After arriving home I had an in-person appointment with my PT but even then my symptoms, my vertigo and more importantly my nystagmus were muted and did not lead to a conclusive diagnosis. My PT threw up her hands and referred me back to my MD, but I had other ideas.

I had done some reading and was almost positive that I had BPPV. I had read about the movements that bring on vertigo associated with BPPV. All of them brought on vertigo in my case.
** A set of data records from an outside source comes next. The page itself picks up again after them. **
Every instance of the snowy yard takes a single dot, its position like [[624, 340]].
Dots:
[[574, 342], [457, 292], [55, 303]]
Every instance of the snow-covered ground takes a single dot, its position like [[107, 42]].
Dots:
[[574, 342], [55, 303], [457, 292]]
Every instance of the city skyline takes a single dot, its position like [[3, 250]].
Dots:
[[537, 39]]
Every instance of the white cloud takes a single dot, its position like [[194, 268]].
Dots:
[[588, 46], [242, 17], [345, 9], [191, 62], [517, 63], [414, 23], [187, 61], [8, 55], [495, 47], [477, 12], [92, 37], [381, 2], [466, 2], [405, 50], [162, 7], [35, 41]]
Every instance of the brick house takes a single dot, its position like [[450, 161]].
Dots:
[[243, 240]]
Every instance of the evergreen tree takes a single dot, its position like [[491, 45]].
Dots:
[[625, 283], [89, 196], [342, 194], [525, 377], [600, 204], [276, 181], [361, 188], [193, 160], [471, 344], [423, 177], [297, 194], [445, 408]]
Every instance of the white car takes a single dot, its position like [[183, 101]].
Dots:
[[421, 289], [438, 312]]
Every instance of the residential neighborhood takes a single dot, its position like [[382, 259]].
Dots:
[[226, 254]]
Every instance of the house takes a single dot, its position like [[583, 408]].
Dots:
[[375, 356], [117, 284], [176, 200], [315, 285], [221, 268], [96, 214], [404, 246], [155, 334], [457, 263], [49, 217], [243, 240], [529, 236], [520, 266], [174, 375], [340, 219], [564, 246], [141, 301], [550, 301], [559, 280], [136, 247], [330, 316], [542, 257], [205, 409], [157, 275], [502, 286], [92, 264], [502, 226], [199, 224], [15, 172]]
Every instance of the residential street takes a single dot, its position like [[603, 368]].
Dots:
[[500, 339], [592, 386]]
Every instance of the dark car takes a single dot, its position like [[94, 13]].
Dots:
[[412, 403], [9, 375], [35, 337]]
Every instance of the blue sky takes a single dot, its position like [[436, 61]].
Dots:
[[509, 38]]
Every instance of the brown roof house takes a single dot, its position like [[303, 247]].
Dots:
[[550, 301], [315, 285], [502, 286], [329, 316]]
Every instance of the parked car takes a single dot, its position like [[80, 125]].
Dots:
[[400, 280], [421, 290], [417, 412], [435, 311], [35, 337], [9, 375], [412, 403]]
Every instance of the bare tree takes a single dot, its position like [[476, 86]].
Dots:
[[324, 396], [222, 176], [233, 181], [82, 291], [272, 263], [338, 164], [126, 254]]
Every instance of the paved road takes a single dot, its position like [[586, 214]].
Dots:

I’d also learned that vertigo in somebody with BPPV lasts maybe 30 to 60 seconds after one of those movements and that this is particular to BPPV and not vertigo caused by other things. Finally, nystagmus is consistent with vertigo caused by BPPV. Having read about these symptoms that were consistent with BPPV but didn’t seem consistent with vertigo caused by other things I felt fairly confident that I had BPPV. If it walks like a duck…

Believing that I had BPPV I performed the Dix-Hallpike maneuver at home while Diane used my iPad to make a video of my eyes to record any visible nystagmus. Fortunately, when we made the video nystagmus was very clearly present. I used my video editing skills to edit the video to include zoomed-in, slow motion clips showing the movement of my eyes.

The Dix-Hallpike test is used to check for BPPV involving the posterior canal. I tested for left ear involvement and then for right ear involvement. For the left side there was a little nystagmus and a little vertigo, but for the right side both were very noticeable. My PT could tell by the nystagmus that I had right side, horizontal canal, geotropic BPPV. She could tell this even though the Dix-Hallpike is used to check for posterior and not horizontal canal involvement. She knew how to read the movement of my eyes during the nystagmus in order to make her diagnosis.

By way of treatment she told me to lie on my right side for two minutes with a pillow to keep my head level, roll 180º left to my left side and stay there for two minutes, then roll to the left another 90º so I was face down for another two minutes. I did and when I was done my vertigo was gone! It may seem obvious but I will say it anyway–this treatment was prescribed for my particular condition by a trained clinician and you cannot assume it will be correct for you.

Getting to the diagnosis in my case was the hard part–it took almost two months. Once diagnosed the treatment took barely more than two minutes and I was better. It is my hope that by pointing out the symptoms of BPPV and how I got a clinician to be able to witness them, that should you find yourself in a similar situation your road to recovery will be closer to two days than two months.